The present study aimed at investigating the feasibility of using a bottom-up and integrated PES, and at assessing the performance of health services provision related to CDs (PES-CDs) in three selected sub-Saharan countries. For this purpose, we adapted and tailored the framework developed to assess Italian regional healthcare systems performance through an iterative multi-stakeholders process [9], engaging local HSs, academia, and an Italian-based non-governmental organization (NGO) delivering health care in the target countries.

Material and methods

Country/Setting brief description: Similarities and differences

The analysis involved the following four hospitals and their relative health districts: i) St.Luke—Wolisso Hospital (Wolisso) and five “Woredas” in the region of Oromia in Ethiopia (Wolisso Area); ii) Tosamaganga District Designated Hospital (Tosamaganga) and the Iringa District Council (Iringa District) in the region of Iringa in Tanzania; iii) St. Kizito—Matany Hospital (Matany) and the Napak District and iv) Pope John XXIII—Aber Hospital (Aber) and the Oyam District in the northern region in Uganda, as shown in Fig 1.

Fig 1. Analysed settings.

Fig 1

List of the four analysed hospitals and their respective health districts. Reprinted from Doctors with Africa CUAMM under a CC BY license, with permission from PLOS ONE, original copyright 2021.

The details of the analysed hospitals and their relative health districts are included in the supporting information (S1 Table).

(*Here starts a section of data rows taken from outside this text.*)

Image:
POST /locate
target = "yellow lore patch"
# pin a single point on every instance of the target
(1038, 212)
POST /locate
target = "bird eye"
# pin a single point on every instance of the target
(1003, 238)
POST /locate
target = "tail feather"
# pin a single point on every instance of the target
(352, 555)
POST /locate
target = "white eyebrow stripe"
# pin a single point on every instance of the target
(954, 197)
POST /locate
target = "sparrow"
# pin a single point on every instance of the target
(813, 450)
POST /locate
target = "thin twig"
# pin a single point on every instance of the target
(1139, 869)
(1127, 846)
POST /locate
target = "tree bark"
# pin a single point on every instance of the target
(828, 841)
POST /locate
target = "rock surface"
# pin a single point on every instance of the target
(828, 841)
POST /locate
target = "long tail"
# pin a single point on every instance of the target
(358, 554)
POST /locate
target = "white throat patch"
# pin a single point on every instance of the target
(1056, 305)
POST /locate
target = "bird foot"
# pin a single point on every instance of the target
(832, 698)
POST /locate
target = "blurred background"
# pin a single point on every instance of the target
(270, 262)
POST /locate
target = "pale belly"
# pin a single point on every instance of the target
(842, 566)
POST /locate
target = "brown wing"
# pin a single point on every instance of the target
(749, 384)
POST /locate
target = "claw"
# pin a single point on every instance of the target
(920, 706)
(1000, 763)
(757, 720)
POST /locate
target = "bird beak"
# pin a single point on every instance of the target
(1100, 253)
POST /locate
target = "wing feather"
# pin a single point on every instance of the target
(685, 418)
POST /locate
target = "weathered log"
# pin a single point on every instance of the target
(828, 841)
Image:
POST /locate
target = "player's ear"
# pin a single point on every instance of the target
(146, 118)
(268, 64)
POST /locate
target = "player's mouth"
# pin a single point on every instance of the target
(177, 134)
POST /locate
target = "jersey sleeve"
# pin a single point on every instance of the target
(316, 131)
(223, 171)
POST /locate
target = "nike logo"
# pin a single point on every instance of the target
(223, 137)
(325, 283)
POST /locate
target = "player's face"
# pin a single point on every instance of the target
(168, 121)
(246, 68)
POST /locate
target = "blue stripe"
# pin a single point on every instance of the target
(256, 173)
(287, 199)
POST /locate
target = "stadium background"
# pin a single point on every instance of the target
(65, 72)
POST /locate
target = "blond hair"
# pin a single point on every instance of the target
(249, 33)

These settings differ not only in terms of population served, the surface area covered, and, consequently, population density, but also with respect to some relevant and intrinsic factors, which include different environmental characteristics, epidemiological priorities and issues, organizational and governance models, levels of development of transport, energy, and ICT infrastructures.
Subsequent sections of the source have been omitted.